I have just finished a book called “What a Difference a Mom Makes” (to her son) by Dr. Kevin Leman.
I really needed to read this book and I’m sure I will be reading it again at some point. I must admit, I have butted heads a lot with our oldest son. We are similar in some traits and compete for the podium. Some times I get so frustrated with him I literally just don’t like him at all. And my attitude shows it.
I think one of the things I have learned more about from this book is that I really need to focus more on what he has done right not so much where he can improve on what he has done right. I view myself as a teacher and teachers correct their pupils mistakes.

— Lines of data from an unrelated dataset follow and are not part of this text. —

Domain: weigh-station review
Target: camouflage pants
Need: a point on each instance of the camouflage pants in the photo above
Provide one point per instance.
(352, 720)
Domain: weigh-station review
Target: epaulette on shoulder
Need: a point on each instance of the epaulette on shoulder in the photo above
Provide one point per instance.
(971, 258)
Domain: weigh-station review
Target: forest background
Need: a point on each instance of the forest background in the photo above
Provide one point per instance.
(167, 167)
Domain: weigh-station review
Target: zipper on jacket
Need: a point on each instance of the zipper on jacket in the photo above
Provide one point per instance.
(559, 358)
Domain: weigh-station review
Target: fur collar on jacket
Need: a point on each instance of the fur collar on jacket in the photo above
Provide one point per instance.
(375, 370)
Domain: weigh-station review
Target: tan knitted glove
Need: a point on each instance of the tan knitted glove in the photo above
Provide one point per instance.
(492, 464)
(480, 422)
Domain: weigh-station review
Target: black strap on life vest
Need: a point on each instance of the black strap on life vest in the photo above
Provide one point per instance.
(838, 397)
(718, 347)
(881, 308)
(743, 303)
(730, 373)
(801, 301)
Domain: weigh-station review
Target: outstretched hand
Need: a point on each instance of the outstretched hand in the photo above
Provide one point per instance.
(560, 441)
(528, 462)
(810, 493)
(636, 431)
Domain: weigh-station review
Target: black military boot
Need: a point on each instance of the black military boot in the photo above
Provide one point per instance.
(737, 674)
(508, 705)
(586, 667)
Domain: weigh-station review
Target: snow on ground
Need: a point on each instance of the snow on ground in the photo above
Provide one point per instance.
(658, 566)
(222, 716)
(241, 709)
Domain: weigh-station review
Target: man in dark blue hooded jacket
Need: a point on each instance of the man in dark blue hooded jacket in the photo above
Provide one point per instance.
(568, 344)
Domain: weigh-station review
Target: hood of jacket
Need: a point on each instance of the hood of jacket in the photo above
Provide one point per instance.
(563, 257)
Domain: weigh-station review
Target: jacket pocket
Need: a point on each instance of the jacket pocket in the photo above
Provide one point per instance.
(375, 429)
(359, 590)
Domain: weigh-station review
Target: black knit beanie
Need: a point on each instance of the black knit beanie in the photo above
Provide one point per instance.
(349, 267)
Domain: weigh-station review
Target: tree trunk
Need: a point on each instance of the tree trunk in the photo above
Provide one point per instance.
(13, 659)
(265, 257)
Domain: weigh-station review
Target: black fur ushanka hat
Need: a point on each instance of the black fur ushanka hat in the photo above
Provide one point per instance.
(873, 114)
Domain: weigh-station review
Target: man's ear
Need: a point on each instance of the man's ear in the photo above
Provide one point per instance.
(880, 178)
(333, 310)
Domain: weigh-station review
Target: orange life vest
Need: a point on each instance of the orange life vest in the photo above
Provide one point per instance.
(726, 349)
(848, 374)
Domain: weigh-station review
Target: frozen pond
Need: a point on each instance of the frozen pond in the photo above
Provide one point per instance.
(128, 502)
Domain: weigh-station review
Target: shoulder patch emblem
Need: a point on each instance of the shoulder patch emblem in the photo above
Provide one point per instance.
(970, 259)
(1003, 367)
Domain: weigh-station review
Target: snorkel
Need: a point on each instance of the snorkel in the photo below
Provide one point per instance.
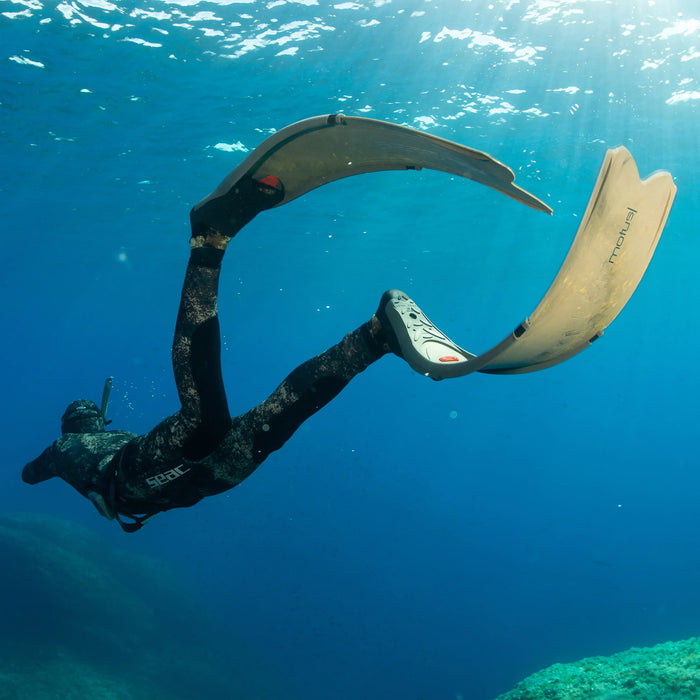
(105, 399)
(83, 416)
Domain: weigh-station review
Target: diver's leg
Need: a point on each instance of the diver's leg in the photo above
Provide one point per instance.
(203, 420)
(265, 428)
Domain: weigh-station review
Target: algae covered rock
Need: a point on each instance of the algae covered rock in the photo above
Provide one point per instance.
(668, 671)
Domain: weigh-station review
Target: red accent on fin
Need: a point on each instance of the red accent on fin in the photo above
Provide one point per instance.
(270, 181)
(449, 358)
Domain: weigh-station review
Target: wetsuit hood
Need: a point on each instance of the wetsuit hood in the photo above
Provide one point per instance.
(82, 416)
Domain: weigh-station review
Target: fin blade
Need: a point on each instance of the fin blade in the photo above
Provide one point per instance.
(315, 151)
(612, 249)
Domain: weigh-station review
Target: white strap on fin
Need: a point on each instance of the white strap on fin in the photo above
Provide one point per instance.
(607, 259)
(319, 150)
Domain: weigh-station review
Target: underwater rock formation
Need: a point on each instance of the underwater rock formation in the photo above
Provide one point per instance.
(668, 671)
(80, 619)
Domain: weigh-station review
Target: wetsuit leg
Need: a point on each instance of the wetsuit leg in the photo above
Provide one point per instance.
(203, 420)
(265, 428)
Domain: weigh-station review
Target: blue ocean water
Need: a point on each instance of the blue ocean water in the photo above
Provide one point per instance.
(414, 539)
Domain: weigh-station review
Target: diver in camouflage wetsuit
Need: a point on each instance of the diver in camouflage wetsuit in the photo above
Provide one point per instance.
(200, 450)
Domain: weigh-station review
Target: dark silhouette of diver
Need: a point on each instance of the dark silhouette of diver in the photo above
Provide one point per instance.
(200, 450)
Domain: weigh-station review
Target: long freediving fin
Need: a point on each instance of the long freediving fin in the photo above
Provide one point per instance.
(315, 151)
(614, 244)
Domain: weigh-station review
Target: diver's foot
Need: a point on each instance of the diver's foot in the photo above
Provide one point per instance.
(409, 334)
(217, 220)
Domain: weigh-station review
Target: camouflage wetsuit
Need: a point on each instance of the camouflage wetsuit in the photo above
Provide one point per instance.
(200, 450)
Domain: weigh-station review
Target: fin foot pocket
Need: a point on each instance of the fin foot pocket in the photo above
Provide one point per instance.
(227, 213)
(412, 336)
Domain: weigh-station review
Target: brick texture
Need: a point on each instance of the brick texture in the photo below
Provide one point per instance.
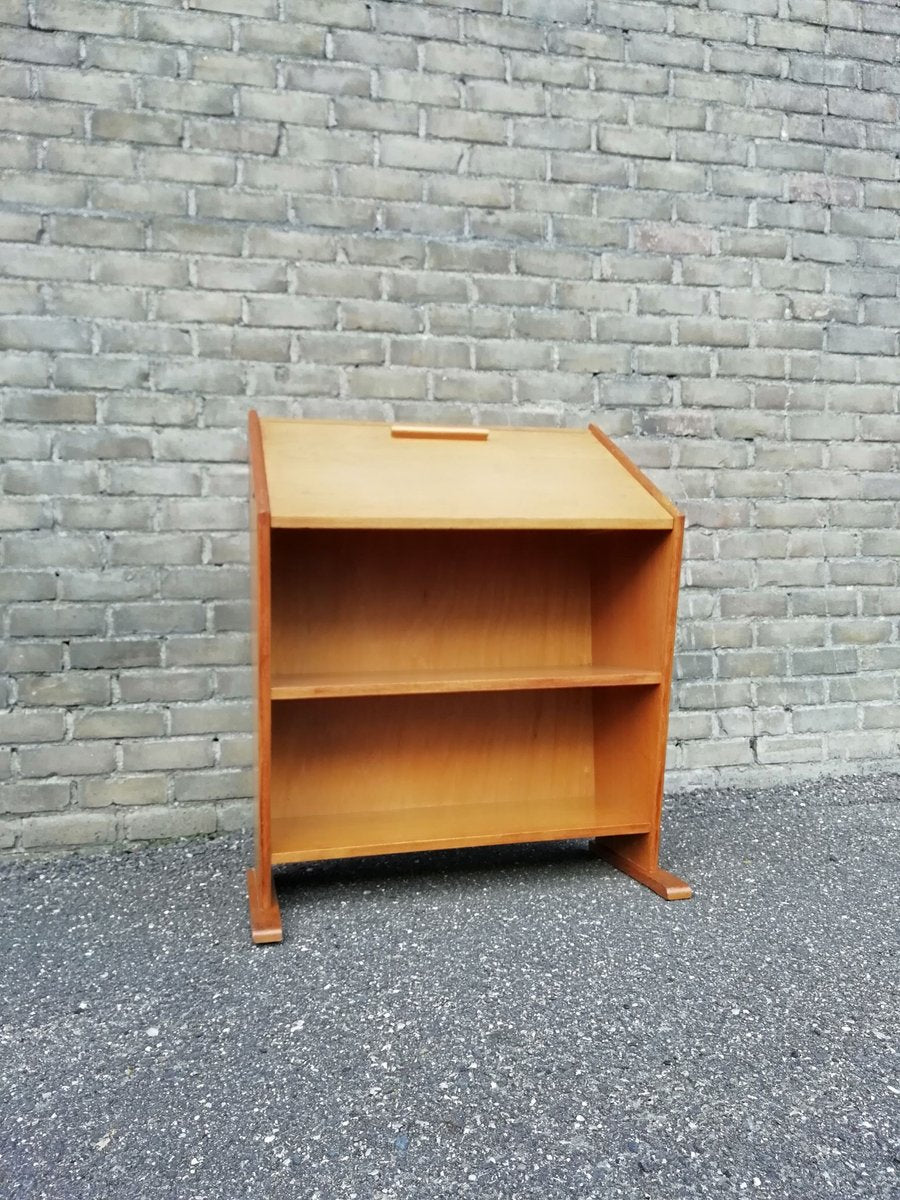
(676, 219)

I also have been reminded that just because I do not see any improvement in him doesn’t mean that the correction and teaching and love I am giving him is going unnoticed or implemented. I must remind myself on a daily basis that he is human, inexperienced, different, and a child.
Being a mother that cares and desires her children to be warriors for Christ is so very difficult and hard. I must hold balance in love and discipline, in patience and efficiency in my expectations and grace. Constantly reviewing the fact that I to am human, flawed and corrupt. Christ and his grace must be accepted by me first, and only then can it be passed into another soul. For I cannot give away and teach that which I do not have or understand.
Really, attitude change in my son starts with me.
To fully accept my son, I must fully accept myself and to give him grace, I must allow it to myself.
So much easier said then done. The first step to improvements is recognizing there is a problem. I’m
going to warp him, I know I will! Hopefully it will just be a small warp-age !
So, this reminds me of a cute story about when our oldest daughter was about 3 and she was playing with play dough at the table. She was rolling out littlerolls of dough and sweetly looked up at me and said, ” mommy, would you like big or little mistakes?” I replied the smallest you can do please! Ha!